The final stage in cooperation was reached in the autumn of 1944 when discussions took place with the Spanish government with a view to establishing a combined intercept station. The Francois Spanish side agreed that six well trained pro-German operators and two sets should be provided. This was welcomed by the staff of the Aussenstelle who intended to employ Spanish operators on known commitments thus releasing German personnel to increase search cover. The sanction of Berlin was asked for this arrangement, but it was not known if the arrangement was ever carried out.

====Turkey====
A Funkabwehr organisation existed in Turkey on similar lines to that in Spain though it was in every respect on a less impressive scale. It appears to have been established in July 1943 and its purpose was to the interception of traffic in southern eastern Europe and particularly links going into Turkey itself.
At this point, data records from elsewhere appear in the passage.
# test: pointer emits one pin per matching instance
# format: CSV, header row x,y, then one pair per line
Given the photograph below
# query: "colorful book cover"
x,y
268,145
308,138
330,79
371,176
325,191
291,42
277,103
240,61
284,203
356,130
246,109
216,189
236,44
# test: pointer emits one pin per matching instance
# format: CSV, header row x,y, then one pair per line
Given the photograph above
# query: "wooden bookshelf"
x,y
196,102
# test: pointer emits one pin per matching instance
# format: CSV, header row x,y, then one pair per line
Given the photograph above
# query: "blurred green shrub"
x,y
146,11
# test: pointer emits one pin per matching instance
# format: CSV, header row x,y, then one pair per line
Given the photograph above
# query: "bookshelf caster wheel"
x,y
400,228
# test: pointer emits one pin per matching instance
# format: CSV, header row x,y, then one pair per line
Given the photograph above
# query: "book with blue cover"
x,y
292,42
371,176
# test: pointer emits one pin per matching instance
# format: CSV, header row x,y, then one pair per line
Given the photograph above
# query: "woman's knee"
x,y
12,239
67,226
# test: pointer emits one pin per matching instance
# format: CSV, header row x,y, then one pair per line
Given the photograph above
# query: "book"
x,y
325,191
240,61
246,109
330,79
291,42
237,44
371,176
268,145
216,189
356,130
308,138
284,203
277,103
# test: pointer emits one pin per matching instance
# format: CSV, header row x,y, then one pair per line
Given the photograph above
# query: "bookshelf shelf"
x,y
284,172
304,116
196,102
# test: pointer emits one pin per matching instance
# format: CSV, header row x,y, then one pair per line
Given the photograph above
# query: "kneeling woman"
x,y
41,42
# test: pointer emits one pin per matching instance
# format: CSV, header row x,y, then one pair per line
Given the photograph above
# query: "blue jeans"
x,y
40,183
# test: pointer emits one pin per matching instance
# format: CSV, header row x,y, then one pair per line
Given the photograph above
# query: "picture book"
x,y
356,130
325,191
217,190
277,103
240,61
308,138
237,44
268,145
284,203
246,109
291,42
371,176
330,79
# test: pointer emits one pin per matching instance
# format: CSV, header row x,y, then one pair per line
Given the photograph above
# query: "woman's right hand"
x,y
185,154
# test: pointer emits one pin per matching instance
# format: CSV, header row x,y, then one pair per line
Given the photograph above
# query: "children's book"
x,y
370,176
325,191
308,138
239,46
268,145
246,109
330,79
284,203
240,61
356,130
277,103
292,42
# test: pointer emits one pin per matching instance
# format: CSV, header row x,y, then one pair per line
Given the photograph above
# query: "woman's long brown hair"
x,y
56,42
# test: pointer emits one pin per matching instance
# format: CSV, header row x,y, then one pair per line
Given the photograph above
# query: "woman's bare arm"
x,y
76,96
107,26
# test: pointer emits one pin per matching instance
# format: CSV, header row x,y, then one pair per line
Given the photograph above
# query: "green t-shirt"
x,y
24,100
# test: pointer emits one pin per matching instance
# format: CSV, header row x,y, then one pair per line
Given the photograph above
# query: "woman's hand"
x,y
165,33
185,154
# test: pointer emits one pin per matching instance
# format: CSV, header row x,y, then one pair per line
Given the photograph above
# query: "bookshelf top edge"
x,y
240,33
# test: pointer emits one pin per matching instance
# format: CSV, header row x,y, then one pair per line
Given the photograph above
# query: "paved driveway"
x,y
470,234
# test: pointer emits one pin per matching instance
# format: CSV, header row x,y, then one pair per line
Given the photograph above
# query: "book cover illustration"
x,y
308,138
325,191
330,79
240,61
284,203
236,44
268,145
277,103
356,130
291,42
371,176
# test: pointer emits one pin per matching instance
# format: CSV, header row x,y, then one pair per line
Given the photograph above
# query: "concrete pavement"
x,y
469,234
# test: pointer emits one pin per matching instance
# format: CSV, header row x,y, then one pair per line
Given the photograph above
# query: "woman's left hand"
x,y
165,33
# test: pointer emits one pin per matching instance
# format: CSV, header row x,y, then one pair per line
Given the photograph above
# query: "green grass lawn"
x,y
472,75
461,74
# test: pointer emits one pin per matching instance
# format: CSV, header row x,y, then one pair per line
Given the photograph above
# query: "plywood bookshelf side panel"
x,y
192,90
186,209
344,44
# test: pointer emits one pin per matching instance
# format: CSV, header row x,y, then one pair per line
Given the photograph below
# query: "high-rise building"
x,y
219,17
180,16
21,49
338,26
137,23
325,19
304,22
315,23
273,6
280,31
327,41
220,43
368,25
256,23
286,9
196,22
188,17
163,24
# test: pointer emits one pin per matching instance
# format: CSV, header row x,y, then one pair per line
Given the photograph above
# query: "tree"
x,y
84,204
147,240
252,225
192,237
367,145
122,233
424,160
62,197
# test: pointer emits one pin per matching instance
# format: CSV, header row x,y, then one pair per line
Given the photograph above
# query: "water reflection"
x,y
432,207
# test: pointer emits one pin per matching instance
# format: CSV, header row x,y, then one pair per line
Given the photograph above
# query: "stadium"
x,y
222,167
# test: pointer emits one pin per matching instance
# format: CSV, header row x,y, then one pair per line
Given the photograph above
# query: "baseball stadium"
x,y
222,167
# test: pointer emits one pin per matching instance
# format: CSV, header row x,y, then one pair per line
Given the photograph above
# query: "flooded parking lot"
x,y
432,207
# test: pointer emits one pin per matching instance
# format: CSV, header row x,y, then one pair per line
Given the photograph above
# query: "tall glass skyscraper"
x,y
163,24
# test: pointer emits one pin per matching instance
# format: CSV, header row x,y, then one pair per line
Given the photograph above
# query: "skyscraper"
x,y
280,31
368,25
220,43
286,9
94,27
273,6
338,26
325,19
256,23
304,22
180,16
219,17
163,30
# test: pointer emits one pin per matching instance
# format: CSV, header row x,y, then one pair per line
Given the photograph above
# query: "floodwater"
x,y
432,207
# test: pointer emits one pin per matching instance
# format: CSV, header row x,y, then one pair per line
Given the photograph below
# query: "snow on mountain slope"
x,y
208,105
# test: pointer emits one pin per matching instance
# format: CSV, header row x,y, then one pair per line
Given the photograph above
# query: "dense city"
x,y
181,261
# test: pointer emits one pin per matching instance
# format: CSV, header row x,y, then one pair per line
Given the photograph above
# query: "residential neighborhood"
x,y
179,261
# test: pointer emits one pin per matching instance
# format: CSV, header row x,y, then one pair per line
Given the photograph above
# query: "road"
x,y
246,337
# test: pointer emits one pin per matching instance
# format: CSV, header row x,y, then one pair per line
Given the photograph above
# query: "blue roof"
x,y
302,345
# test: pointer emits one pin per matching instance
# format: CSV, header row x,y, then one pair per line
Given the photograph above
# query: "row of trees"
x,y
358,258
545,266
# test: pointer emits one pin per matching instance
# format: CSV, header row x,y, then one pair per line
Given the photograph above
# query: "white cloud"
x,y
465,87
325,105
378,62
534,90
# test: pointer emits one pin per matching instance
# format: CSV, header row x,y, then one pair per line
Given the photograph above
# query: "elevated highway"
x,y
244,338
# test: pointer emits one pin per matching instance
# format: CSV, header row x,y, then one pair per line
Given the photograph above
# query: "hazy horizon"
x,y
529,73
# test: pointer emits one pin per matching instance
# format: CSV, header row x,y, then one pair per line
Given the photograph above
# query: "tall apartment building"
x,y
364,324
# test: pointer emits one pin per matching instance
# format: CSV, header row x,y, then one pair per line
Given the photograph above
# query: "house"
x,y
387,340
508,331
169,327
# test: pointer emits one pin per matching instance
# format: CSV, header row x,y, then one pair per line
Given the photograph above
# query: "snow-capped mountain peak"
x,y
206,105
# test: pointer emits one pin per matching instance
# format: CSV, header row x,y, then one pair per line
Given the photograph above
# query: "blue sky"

There was an establishment of four banks in Ankara under the direct control of Berlin and operated under diplomatic cover, but did not have the status of an Aussenstelle.

Axis relations with Turkey being very different from those with Spain as the unit did not receive assistance from the Turkish authorities and had to operate with great circumspection. There is no indication that the unit possessed either DF or mobile equipment; the setting up of a special unit mission in Turkey suggests that this is not the case.

For obvious reasons Turkey was of particular interest to Luftwaffe No. 2. Special Intercept Company's sphere of responsibility was the southern and eastern Balkans, and during 1943, two special operations were organised by this unit with Turkey. A number of Allied agent stations were found by DF to be in Turkey. An NCO was smuggled into Turkey in the early summer 1943 with a portable DF unit and a close-range intercept receiver. The NCO's function was to pinpoint a number of these agent stations with a mission that was to last two months. The second operation started in September 1943, when three NCO operations were sent under commercial cover and by arrangement with the Abwehr, to establish an intercept unit in Istanbul. This unit was in operation for some months as a detached intercept station under the direct operational control of the company HQ in Sofia.

====Operation Donar====
Operation Donar took place in the unoccupied zone of France in August 1942. The presence of a number of Allied WT agents in this area being known as the result of DF operations, the German government obtained the formal consent of the government administration of the Vichy France to despatch a mobile unit expedition to close them down. The operation was directed by the Sicherheitspolizei and the technical equipment and personnel was provided by the Orpo Funkabwehrdienst in Paris. The expedition was on a large scale, with all the Orpo mobile units in France taking part with some units from the Netherlands temporarily withdrawn to take part in the operation. These were divided into a number of small groups each of which was accompanied by a small Sicherheitspolizei unit and, in some cases, also by an Abwehr III detachment. Each group operated in a different area and in this way the whole of unoccupied France was covered.

The organisation and particularly the cover arrangement of the expedition appear to have been extremely faulty. Few French-speaking personnel took part and the steps taken to preserve secrecy were very ineffective. Consequently, results were smaller and did not come up to the expectation of the promoters of the operation. Six clandestine stations were located and closed down. The operation was closed down just before the German entry into the unoccupied zone.